Quote: Original post by Kraizax
have a really simple method that just moves the enemy ship in the right general direction, adjusting the trajectory if necessary?

Asteroids are all convex (or can at east be easily estimated as such). Just do simple "bump & steer" around them trying to move towards the player until within a certain range.

-me

For Asteroids your second suggestion is probably more suitable and matches the seek/flee and Obstacle Avoidance Steering Behaviours

Cheers guys I'll take a look. I should really get a book or something on game AI at some point. Looks interesting.

[edit] Great link btw!

[Edited by - Kraizax on February 11, 2009 6:33:46 AM]

You're welcome.
There's a lot of information online to get started BUT if you're looking for books which cover the basics for most of the AI 'areas' then you can't go too far wrong with either :
Programming Game AI by Example or Artificial Intelligence for Games .

You can also look at Potential fields. The idea is to put a charge at an interesting position in the game world(that fades to 0 with distance) and let the charge generate a field that can be either attracting (positive) or repelling (negative).
Let the obstacles generate small repelling fields and the ship a attracting field. Sum the fields to get a total field at each square which can be used for navigation.

Quote: Original post by SpeedRun
You can also look at Potential fields. The idea is to put a charge at an interesting position in the game world(that fades to 0 with distance) and let the charge generate a field that can be either attracting (positive) or repelling (negative).
Let the obstacles generate small repelling fields and the ship a attracting field. Sum the fields to get a total field at each square which can be used for navigation.

While I'm a big fan of influence maps and potential fields, I have to wonder if it isn't overkill for this situation. I agree with the local obstacle avoidance approach as illustrated by Craig Reynolds in the link above. Throw out feelers in front of the ship and adjust accordingly. To make is slightly smarter, project the path of the asteroids out in front of their actual location. That will bias the steering to go behind the actual asteroid as it is moving.

Quote: Original post by InnocuousFox

Quote: Original post by SpeedRun
You can also look at Potential fields.

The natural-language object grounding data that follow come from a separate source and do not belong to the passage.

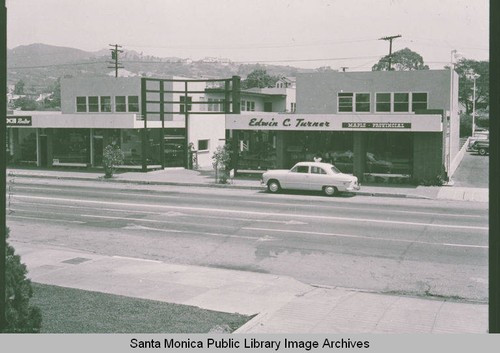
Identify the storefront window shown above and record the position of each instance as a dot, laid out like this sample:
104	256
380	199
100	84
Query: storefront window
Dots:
401	102
257	150
71	145
389	153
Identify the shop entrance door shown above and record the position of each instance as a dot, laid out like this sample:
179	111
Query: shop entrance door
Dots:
98	150
175	151
43	151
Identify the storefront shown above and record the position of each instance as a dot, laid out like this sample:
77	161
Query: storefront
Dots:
374	144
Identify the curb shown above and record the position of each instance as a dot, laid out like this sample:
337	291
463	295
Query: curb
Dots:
222	186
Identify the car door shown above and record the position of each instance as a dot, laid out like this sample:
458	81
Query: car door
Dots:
298	178
319	178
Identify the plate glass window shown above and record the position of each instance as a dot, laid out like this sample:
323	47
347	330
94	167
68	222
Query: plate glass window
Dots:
93	104
362	102
345	102
418	101
106	104
401	102
120	104
81	104
383	102
133	103
202	145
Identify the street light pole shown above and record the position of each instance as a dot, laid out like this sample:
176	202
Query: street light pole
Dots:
474	77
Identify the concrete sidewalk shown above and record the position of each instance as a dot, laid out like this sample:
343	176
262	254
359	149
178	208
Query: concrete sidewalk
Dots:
183	177
283	304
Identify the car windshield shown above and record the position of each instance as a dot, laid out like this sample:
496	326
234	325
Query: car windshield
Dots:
336	170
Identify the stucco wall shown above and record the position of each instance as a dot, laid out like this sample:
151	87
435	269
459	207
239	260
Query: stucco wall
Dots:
317	92
203	127
97	86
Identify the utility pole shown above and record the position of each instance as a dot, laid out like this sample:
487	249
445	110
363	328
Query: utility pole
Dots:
3	162
114	55
390	39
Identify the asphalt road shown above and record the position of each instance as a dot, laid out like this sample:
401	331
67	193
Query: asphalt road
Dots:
387	245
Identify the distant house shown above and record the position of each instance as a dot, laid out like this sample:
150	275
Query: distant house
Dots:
286	82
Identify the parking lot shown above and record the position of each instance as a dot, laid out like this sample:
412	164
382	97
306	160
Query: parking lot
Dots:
472	171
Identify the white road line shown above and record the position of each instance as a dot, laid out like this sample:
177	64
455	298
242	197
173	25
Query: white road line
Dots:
288	204
46	219
290	215
156	213
364	237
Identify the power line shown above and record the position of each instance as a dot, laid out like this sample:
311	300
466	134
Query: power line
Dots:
114	55
390	39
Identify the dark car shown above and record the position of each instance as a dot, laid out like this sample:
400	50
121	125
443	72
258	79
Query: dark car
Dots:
482	147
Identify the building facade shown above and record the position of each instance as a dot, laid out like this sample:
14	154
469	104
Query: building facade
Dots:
366	123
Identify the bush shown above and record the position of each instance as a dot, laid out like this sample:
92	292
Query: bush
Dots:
20	316
112	156
221	160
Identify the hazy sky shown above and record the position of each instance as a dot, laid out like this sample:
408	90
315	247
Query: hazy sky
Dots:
344	32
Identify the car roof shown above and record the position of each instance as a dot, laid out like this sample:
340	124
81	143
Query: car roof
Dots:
315	164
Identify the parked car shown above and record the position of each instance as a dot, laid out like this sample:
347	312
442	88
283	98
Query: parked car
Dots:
481	146
310	176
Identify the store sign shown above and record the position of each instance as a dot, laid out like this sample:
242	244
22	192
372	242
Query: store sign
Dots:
19	121
363	125
287	123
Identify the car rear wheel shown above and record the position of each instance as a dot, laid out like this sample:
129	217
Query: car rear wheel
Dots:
273	186
330	190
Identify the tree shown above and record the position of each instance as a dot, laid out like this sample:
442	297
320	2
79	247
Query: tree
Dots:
465	69
402	60
221	160
19	87
259	78
112	156
21	317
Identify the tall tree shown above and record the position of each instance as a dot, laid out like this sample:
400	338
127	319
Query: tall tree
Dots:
19	87
402	60
466	69
259	78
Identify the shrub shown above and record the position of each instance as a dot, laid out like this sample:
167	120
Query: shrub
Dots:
21	317
112	156
221	160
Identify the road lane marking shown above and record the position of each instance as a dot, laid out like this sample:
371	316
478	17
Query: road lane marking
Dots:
364	237
46	219
330	206
168	214
290	215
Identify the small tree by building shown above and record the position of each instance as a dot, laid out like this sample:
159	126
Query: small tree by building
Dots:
221	161
21	317
112	157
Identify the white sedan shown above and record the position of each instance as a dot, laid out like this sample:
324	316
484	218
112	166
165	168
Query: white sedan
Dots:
310	176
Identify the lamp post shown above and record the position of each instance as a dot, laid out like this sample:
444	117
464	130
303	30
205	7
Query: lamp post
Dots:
474	77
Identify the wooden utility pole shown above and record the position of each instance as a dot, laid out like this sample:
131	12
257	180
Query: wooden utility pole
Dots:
114	55
3	162
390	39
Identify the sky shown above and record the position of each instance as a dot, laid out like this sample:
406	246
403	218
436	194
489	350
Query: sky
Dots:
301	33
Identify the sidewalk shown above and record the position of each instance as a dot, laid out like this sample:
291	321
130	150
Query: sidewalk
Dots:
283	304
183	177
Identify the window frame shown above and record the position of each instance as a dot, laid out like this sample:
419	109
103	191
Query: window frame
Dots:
81	105
207	141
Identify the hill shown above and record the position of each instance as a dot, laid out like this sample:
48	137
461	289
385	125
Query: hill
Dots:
41	65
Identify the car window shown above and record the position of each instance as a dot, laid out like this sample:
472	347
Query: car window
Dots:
335	170
300	169
317	170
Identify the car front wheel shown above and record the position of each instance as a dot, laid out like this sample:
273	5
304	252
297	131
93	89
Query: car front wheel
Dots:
330	190
273	186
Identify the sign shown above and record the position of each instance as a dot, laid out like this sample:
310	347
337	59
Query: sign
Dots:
363	125
19	121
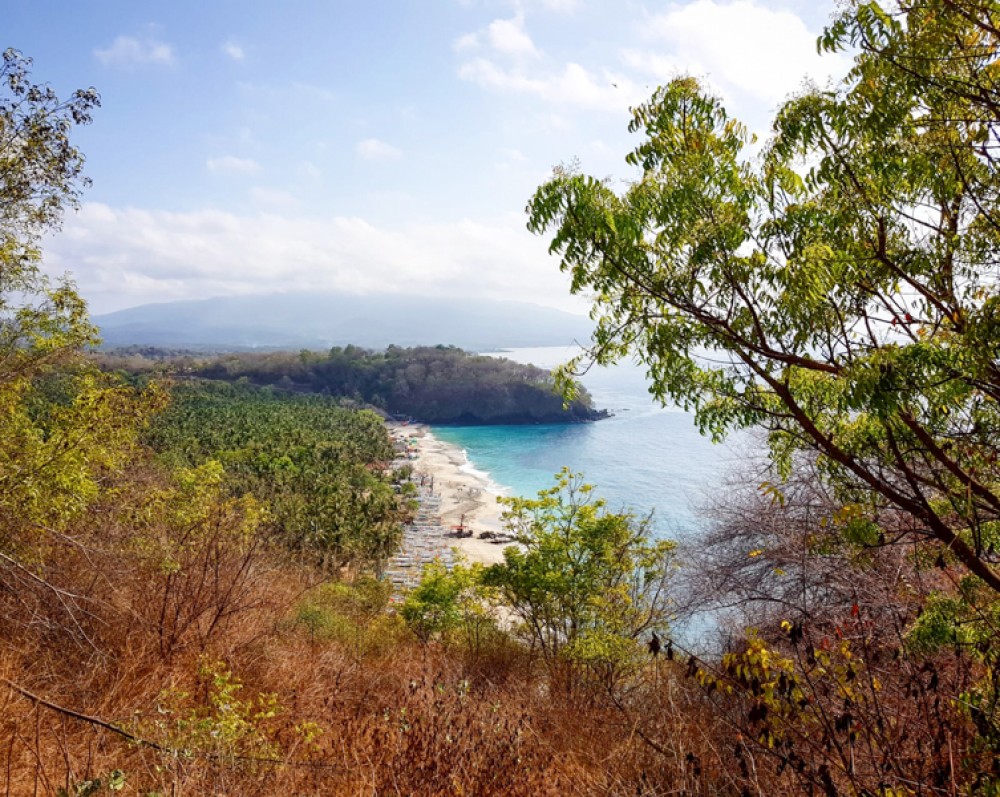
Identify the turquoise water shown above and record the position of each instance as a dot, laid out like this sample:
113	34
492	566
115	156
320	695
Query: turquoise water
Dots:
646	458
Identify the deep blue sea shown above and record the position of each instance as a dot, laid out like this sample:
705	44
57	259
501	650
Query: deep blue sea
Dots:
646	458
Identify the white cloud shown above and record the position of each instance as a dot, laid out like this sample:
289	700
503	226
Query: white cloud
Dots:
127	51
509	37
123	257
574	86
563	6
272	197
373	149
470	41
742	47
234	50
230	164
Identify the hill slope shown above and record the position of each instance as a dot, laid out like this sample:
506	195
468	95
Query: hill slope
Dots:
314	320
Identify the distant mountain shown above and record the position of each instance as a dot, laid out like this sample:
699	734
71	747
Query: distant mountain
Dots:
295	320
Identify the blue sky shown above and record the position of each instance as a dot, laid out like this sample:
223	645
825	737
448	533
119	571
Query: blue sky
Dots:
369	146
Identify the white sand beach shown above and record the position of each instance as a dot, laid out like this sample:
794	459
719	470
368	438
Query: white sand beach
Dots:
453	497
468	499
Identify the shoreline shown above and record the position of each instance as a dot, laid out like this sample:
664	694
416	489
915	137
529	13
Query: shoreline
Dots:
453	495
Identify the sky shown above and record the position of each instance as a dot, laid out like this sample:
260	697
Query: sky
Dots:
370	146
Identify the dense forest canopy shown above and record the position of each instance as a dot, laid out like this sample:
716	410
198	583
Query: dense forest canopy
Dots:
432	384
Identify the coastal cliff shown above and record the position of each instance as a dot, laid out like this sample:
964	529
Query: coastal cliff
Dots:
441	385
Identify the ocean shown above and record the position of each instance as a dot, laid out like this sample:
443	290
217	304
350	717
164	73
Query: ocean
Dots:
646	458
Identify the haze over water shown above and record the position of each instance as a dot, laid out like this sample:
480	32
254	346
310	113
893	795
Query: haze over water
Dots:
646	458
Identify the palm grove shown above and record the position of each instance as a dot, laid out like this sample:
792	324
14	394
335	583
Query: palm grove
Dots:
834	286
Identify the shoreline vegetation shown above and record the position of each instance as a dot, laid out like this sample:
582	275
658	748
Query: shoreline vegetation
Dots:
189	600
440	385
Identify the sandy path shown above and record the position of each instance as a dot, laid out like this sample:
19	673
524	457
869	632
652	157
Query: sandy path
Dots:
466	497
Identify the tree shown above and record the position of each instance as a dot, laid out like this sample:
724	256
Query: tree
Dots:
585	582
65	425
840	290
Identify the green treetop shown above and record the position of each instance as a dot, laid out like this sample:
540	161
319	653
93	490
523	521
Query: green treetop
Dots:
839	289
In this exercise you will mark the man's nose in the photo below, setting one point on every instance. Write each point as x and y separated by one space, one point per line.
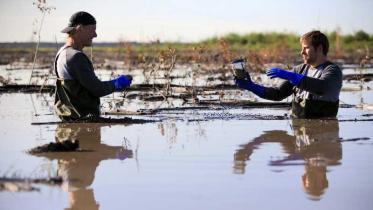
302 51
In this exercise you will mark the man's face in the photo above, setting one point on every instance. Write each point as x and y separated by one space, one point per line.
88 32
309 53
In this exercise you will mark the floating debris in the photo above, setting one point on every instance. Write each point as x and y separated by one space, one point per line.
64 146
25 184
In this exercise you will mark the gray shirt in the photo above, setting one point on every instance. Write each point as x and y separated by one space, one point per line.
322 83
73 64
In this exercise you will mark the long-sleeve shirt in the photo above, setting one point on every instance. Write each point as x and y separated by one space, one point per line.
317 95
78 90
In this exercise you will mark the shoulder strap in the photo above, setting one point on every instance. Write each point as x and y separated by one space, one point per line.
55 60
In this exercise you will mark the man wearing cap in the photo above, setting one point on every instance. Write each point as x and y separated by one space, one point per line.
78 90
315 84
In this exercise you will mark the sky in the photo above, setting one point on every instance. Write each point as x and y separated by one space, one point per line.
184 20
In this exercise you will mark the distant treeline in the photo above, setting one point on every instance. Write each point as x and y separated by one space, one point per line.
257 41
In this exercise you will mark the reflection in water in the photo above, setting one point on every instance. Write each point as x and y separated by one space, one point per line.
78 168
315 144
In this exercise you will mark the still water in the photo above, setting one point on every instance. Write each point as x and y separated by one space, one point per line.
182 164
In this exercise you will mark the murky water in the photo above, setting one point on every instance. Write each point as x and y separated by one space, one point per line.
201 159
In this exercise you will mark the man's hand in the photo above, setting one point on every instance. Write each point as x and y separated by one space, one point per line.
294 78
122 82
249 85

The idea is to put a charge at an interesting position in the game world(that fades to 0 with distance) and let the charge generate a field that can be either attracting (positive) or repelling (negative).
Let the obstacles generate small repelling fields and the ship a attracting field. Sum the fields to get a total field at each square which can be used for navigation.

While I'm a big fan of influence maps and potential fields, I have to wonder if it isn't overkill for this situation. I agree with the local obstacle avoidance approach as illustrated by Craig Reynolds in the link above. Throw out feelers in front of the ship and adjust accordingly. To make is slightly smarter, project the path of the asteroids out in front of their actual location. That will bias the steering to go behind the actual asteroid as it is moving.

If the asteroids are convex in shape then steering behaviors is a much faster approach and potential fields wont have a higher advantage. However, if we can have asteroids that are concave in shape, the ship might get stuck. For this case, I think potential fields might be a much better option. But, there might be a way by which the problem can be avoided using steering behaviors .